Search code examples
sqlpostgresqlfull-text-search

Can a View of multiple tables be used for Full-Text-Search?


I'm sorry to ask such a noob question, but the postgres documentation on views is sparse, and I had trouble finding a good answer.

I'm trying to implement Full-Text-Search on Postgres for three tables. Specifically, the user's search query would return matching 1) other usernames, 2) message, 3) topics.

I'm concerned that using a view for this might not scale well as it combines three tables into one. Is this a legitimate concern? If not, how else might I approach this?


Solution

  • What you request can be done. To have a practical example (with just two tables), you could have:

    CREATE TABLE users
    (
        user_id SERIAL PRIMARY KEY,
        username text
    ) ;
    
    -- Index to find usernames
    CREATE INDEX idx_users_username_full_text 
        ON users 
        USING GIN (to_tsvector('english', username)) ;        
    
    CREATE TABLE topics
    (
        topic_id SERIAL PRIMARY KEY,
        topic text
    ) ;
    
    -- Index to find topics
    CREATE INDEX idx_topics_topic_full_text 
        ON topics 
        USING GIN (to_tsvector('english', topic)) ;
    

    See PostgreSQL docs. on Controlling Text Search for an explanation of to_tsvector.
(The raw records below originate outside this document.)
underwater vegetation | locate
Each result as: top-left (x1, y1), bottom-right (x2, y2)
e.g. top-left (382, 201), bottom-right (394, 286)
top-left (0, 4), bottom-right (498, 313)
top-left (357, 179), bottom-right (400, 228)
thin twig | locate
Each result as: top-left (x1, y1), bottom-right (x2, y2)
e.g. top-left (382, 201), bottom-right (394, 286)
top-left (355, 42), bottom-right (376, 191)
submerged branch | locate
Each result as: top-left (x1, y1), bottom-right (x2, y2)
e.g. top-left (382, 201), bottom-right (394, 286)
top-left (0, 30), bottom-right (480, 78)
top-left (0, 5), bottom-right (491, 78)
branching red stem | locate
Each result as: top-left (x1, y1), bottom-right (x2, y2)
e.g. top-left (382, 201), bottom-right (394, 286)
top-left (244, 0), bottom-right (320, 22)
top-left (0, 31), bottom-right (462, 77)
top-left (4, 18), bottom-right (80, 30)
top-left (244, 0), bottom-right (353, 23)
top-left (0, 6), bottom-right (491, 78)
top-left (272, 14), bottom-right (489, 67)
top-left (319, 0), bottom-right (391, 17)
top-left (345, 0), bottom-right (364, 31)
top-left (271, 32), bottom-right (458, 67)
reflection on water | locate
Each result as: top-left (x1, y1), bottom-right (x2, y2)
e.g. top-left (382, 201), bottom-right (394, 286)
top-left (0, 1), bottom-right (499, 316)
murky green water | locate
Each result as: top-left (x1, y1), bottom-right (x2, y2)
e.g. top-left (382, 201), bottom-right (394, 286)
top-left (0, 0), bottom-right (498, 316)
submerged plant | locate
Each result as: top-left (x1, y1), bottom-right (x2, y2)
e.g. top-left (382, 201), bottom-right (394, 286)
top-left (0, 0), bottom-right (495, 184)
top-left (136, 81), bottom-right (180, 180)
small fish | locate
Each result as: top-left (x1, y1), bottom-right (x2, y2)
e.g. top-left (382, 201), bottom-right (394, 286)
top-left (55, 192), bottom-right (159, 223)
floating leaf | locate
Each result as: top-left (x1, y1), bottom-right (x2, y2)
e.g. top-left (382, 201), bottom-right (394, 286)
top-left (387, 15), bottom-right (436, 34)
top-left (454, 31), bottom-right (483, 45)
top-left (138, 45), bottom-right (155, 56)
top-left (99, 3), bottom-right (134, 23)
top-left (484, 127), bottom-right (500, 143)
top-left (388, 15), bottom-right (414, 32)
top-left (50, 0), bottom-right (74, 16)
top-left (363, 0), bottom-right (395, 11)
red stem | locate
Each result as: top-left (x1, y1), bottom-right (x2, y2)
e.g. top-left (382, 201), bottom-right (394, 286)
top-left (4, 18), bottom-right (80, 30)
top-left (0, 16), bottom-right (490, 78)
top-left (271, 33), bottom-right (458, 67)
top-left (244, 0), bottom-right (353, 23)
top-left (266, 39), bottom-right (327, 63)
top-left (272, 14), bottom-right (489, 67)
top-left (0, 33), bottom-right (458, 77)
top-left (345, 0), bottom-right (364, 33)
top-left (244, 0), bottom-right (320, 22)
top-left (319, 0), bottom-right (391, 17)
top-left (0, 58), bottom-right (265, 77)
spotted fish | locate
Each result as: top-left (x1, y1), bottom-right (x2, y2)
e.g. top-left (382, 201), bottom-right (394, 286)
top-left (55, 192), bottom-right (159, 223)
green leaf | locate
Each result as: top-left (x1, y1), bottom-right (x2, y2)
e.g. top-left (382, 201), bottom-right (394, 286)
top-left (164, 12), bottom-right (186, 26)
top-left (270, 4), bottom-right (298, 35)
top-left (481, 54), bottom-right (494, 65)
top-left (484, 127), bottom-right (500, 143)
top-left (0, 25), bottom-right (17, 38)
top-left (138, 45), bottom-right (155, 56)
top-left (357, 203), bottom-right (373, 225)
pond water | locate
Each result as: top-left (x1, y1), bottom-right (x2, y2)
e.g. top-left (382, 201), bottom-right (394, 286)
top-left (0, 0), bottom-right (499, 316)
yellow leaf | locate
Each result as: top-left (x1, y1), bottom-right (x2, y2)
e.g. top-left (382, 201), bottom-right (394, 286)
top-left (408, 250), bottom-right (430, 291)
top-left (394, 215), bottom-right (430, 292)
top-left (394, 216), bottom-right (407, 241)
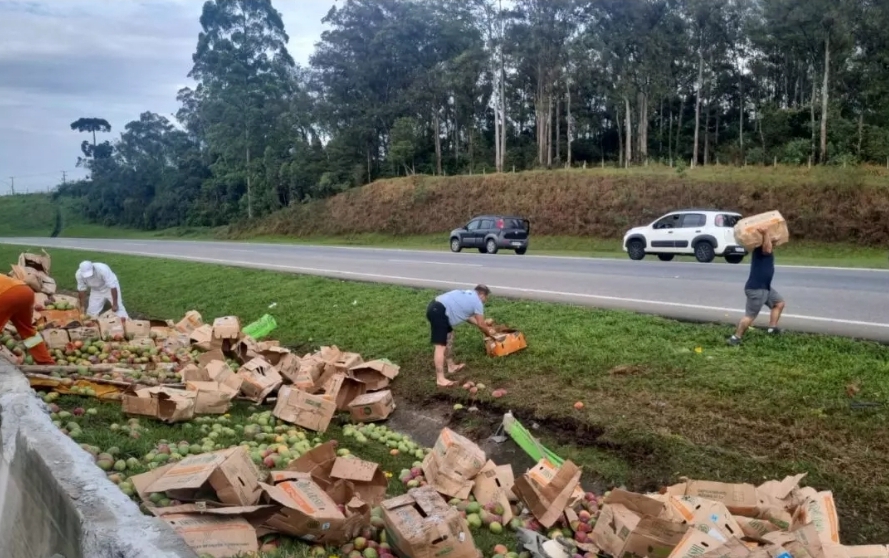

    ... populate the tables

    INSERT INTO users
       (username)
    VALUES
       ('Alice Cooper'),
       ('Boo Geldorf'),
       ('Carol Burnet'),
       ('Daniel Dafoe') ;
    
    INSERT INTO topics
       (topic)
    VALUES
       ('Full text search'),
       ('Fear of void'),
       ('Alice in Wonderland essays') ;
    

    ... create a view that combines values from both tables

    CREATE VIEW search_items AS
    SELECT 
        text 'users' AS origin_table, user_id AS id, to_tsvector('english', username) AS searchable_element
    FROM
        users
    UNION ALL
    SELECT 
        text 'topics' AS origin_table, topic_id AS id, to_tsvector('english', topic) AS searchable_element 
    FROM
        topics ;
    

    We search that view:

    SELECT 
        *
    FROM
        search_items
    WHERE
        plainto_tsquery('english', 'alice') @@ searchable_element
    

    ... and get the following response (you should mostly ignore the searchable_element). You're mostly interested in the origin_table and id.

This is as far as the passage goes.